No fundo, é interessante (e um pouco sádico até!) como reconforta saber que outras pessoas passam pelos mesmos tipos de problema que nós.

Mas a angústia específica de que vim tratar é a que ronda o assunto gravidez. É a segunda vez que passo por isso. Na primeira, combinei com minha gestora que tinha a intenção de engravidar e por mais compreensiva que ela fosse, a angústia já me rondou naquele momento e imagino que vocês irão se identificar, avisar a (o) chefe que você pretende engravidar: que momento fazer? Qual a melhor forma? Será que é a hora certa de tomar essa decisão? Mas será que se não engravidasse agora, a minha chance de ser promovida não aumentaria? E assim por diante... Assim, a decisão de engravidar, não é simplesmente uma decisão que podemos tomar com o único verdadeiro interessado e afetado na história, o cônjuge, não, precisamos participar à empresa, como se membro da família fosse!

E agora, nesta segunda gravidez, veio a surpresa, não houve planejamento, não tive a chance de avisar à gestora, pelo contrário, tinha menos de um mês de empresa quando descobri que depois de quase 7 anos do nascimento da primeira, quando não mais pensava no assunto, virá um (a) segundo (a). Não consigo nem relatar o que passei: pânico, rejeição, desespero, medo, angústia, enfim... e agora, o que faço? Como vou contar? Peço demissão? A empresa não merece, isso não é justo, vou pedir demissão... mas eu também não mereço ficar desempregada, não fiz de propósito...  Estou em período de experiência, posso ser demitida, se for, ficarei, ao menos, 1 ano desempregada e agora? Por que comigo? Como pôde acontecer? Como faço para não manchar minha reputação? Conto? Espero? Escondo? Como eu conto?

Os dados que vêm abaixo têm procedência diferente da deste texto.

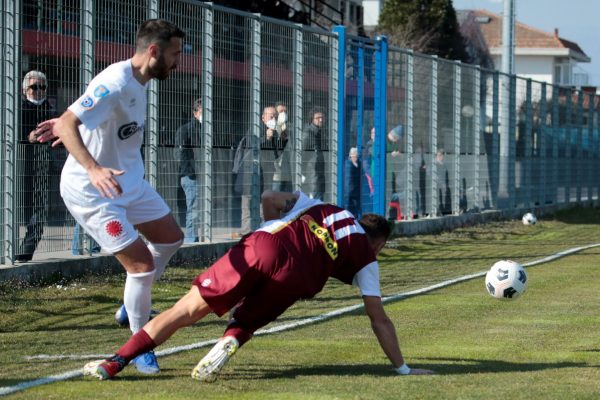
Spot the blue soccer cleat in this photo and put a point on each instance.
(146, 363)
(121, 316)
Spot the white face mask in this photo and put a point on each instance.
(36, 102)
(282, 118)
(271, 124)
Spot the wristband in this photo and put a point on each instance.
(403, 369)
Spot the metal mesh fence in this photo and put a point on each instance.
(432, 137)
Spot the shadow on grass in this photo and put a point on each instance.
(470, 366)
(448, 367)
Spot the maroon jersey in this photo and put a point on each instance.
(288, 259)
(328, 241)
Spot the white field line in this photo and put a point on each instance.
(277, 328)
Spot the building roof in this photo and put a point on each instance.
(528, 40)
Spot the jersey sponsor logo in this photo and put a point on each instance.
(101, 91)
(87, 102)
(114, 228)
(206, 282)
(329, 243)
(128, 130)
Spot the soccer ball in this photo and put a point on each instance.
(506, 280)
(529, 219)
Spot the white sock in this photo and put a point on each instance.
(161, 254)
(137, 298)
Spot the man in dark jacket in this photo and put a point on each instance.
(187, 138)
(35, 163)
(313, 158)
(248, 171)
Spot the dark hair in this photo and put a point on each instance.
(314, 111)
(375, 226)
(197, 104)
(156, 31)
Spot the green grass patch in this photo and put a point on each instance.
(543, 345)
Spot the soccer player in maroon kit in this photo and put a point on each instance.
(302, 243)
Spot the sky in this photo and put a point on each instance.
(576, 20)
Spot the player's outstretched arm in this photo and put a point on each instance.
(274, 204)
(66, 129)
(384, 329)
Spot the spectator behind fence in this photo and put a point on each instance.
(443, 183)
(280, 143)
(35, 163)
(368, 162)
(352, 181)
(313, 162)
(187, 138)
(248, 171)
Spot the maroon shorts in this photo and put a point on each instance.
(260, 275)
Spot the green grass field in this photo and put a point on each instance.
(544, 345)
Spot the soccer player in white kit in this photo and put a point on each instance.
(102, 182)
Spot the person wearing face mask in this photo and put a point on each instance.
(248, 181)
(276, 140)
(35, 167)
(313, 157)
(188, 137)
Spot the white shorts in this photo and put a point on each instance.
(111, 222)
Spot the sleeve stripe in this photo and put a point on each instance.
(331, 219)
(347, 231)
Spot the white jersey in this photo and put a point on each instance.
(112, 113)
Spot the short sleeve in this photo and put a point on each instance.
(367, 280)
(95, 106)
(302, 203)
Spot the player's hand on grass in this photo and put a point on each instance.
(104, 180)
(419, 371)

O fato é que durante 15 dias, só sofri com uma notícia que tinha tudo para ser uma notícia feliz! Preocupação em excesso? Penso demais na carreira? Neurose? Podem chamar de tudo, mas até as mais despreocupadas devem ter uma história para contar neste sentido. Se não antes, no preparatório, ou ao saber da notícia, fatalmente sofrerão em alguma medida a angústia e o medo de não saber se tudo estará nos seus devidos lugares na volta da licença.

Terei meu lugar na volta? Será que vou ficar para escanteio? Será que serei substituída? Será que sentirão minha falta? 

Já ouvi de um chefe, por exemplo, que mulher que engravida não merece bônus ou PLR, o filho já é o bônus... Engraçado como estas pessoas esquecem que vieram ao mundo graças às suas mães, que deles engravidaram... Quantas amigas voltaram da licença e foram demitidas.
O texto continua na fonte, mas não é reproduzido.